Instantly, the answer came with an equal flash. Nothing in my life has pushed me more toward present moment awareness, what the great masters have referred to as mindfulness, satori, moksha, or the kingdom of heaven, than thoughts about cancer. The moment I was diagnosed I began to shift from reading, thinking, and writing about mindfulness to actively engaging in its practices on a daily basis. Every anxious thought about what might happen next has been an alarm meant to wake me out of the dream of time, of past and future. Cancer has been there since the start like the Zen master’s board that he uses to slap the supposedly meditating student back into the here and now. (They actually do this; with love, of course.)

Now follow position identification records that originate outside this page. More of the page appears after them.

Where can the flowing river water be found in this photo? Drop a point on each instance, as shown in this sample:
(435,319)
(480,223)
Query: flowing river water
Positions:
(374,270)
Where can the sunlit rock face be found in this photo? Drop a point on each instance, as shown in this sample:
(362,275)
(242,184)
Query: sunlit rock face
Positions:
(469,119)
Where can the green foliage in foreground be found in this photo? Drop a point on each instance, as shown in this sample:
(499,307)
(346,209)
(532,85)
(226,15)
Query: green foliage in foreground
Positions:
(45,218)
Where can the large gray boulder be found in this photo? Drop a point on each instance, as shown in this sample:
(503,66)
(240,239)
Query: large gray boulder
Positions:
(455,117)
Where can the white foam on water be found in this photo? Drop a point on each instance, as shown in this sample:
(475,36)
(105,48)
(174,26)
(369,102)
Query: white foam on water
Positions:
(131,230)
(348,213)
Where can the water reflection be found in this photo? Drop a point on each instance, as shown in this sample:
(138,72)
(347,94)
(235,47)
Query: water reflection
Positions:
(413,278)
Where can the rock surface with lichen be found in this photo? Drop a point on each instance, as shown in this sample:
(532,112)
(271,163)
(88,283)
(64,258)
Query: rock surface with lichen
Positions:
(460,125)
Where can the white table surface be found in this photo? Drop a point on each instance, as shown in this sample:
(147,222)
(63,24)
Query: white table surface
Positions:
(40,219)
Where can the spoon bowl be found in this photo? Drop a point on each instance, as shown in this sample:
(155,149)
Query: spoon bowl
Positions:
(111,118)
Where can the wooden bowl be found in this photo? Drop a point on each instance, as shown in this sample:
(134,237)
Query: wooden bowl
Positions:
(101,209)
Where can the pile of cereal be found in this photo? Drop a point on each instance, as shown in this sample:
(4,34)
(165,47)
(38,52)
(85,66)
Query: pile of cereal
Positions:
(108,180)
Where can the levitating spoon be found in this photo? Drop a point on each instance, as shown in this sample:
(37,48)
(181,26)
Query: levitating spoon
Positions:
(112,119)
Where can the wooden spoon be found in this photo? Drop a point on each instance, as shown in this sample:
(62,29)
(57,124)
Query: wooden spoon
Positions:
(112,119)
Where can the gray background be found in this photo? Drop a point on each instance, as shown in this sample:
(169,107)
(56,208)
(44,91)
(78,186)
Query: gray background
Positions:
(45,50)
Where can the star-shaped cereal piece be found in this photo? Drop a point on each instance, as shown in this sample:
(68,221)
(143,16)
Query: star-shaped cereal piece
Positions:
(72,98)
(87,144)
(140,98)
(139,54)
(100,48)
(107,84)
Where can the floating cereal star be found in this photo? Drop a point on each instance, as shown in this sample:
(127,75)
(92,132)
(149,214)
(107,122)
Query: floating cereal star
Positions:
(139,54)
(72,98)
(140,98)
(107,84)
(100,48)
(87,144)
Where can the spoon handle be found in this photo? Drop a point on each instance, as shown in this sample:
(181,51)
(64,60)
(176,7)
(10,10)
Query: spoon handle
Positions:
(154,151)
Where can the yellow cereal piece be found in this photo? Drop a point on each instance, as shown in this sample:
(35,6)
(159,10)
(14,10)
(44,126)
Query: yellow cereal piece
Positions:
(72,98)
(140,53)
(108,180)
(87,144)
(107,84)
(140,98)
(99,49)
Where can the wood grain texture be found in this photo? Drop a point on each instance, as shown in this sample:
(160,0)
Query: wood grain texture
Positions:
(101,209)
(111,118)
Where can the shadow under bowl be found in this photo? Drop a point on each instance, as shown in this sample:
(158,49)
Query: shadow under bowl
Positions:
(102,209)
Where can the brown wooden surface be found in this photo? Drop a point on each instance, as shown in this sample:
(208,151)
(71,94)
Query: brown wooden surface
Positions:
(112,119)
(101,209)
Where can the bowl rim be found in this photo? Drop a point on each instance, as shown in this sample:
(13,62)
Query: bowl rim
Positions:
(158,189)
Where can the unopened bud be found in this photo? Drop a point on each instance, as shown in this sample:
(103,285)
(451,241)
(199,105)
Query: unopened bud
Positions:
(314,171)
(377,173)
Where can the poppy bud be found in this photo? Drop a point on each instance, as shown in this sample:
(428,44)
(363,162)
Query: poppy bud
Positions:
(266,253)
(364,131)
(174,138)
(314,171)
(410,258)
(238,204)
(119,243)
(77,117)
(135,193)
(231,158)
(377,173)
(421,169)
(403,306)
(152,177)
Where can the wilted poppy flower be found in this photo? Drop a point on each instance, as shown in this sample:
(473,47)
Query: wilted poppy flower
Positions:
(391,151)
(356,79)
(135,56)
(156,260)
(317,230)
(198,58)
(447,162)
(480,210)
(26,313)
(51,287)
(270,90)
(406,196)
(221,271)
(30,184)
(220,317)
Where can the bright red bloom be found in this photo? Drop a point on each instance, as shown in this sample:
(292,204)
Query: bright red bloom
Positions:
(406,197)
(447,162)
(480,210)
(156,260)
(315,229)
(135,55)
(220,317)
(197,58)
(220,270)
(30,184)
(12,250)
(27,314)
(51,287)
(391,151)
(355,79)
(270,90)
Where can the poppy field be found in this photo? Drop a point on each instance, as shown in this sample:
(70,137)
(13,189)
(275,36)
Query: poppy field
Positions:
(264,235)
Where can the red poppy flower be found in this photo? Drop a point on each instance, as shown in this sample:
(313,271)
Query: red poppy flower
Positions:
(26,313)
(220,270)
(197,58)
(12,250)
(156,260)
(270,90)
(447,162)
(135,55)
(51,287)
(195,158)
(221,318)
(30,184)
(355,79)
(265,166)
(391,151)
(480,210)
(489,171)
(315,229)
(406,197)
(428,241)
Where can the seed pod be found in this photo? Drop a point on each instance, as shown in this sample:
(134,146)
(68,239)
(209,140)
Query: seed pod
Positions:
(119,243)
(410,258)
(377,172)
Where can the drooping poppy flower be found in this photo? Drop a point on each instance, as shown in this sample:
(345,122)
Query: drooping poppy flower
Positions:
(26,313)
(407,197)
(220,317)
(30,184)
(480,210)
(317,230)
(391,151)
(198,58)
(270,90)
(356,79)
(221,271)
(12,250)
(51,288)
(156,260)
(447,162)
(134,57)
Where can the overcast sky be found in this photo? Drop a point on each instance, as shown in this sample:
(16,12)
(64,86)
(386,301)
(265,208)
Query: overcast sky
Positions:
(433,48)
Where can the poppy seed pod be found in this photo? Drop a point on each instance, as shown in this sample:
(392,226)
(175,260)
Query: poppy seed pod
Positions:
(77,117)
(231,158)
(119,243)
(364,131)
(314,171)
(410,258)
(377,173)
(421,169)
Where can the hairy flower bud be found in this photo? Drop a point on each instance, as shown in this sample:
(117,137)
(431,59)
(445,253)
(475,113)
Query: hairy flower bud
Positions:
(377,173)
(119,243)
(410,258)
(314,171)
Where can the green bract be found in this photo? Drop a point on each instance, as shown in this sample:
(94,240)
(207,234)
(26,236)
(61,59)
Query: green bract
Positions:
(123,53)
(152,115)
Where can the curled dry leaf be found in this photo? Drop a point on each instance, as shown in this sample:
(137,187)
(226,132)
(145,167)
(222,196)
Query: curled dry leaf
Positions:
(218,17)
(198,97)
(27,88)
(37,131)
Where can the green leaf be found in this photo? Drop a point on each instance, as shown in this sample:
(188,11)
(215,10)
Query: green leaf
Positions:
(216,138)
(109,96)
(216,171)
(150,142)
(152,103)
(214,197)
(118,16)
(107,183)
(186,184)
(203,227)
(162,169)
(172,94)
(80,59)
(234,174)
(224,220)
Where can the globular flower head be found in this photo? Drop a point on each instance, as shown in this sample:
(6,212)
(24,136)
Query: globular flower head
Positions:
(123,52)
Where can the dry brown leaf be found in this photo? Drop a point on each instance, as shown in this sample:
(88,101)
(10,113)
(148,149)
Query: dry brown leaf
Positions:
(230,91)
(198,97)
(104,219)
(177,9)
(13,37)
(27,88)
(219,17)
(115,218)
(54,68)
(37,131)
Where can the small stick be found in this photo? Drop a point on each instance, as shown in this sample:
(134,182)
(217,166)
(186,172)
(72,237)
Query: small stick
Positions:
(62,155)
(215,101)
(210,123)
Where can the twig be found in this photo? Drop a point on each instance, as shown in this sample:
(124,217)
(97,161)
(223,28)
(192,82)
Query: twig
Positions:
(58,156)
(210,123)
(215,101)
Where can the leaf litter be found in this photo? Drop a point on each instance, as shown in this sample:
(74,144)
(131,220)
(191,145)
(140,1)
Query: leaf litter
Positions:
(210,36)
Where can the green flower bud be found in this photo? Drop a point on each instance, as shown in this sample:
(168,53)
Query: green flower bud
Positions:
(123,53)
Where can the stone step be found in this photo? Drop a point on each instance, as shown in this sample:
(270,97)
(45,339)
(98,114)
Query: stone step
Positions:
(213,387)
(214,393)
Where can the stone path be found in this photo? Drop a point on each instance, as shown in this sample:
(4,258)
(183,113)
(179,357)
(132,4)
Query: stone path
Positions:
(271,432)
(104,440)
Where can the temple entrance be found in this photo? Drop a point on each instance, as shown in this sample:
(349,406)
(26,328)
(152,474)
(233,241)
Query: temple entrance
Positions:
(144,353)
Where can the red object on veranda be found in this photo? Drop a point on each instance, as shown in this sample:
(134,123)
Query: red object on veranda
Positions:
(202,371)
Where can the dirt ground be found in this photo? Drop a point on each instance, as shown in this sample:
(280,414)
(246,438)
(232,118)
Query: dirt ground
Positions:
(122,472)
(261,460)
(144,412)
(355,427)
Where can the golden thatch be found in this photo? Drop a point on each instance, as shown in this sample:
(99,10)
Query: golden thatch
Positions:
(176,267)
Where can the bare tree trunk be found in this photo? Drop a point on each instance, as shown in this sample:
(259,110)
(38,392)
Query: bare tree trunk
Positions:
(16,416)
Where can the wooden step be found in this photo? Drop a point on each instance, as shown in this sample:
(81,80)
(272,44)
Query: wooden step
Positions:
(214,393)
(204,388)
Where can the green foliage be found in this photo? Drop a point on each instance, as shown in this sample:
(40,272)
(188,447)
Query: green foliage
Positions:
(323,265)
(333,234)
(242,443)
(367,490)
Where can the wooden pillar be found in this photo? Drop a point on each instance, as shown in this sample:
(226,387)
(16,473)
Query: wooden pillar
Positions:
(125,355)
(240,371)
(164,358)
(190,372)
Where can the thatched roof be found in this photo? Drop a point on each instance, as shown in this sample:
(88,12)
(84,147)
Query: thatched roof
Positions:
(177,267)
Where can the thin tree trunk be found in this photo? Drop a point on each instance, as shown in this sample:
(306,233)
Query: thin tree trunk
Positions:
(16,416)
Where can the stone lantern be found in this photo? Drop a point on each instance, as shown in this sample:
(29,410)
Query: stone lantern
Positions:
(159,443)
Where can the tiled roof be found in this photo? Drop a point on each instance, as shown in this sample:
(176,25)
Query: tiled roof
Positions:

By no means am I suggesting that as I lay there that night I had become the Buddha--the awakened one. Heck, I didn’t even get a good night’s sleep, so I was the awake one. I did, however, gain a different perspective on my diagnosis and while I didn’t make friends with it, I did find some respect for what it has brought me in a positive sense. Its message seems clear; if we allow our greatest challenges to do their work, through acceptance not resistance, we just might find that the strangers who show up at our door are truly angels, literally “messengers,” in the ancient Greek text, who we mistook for intruders. The trick is that we have to be present in order to open the door when they knock.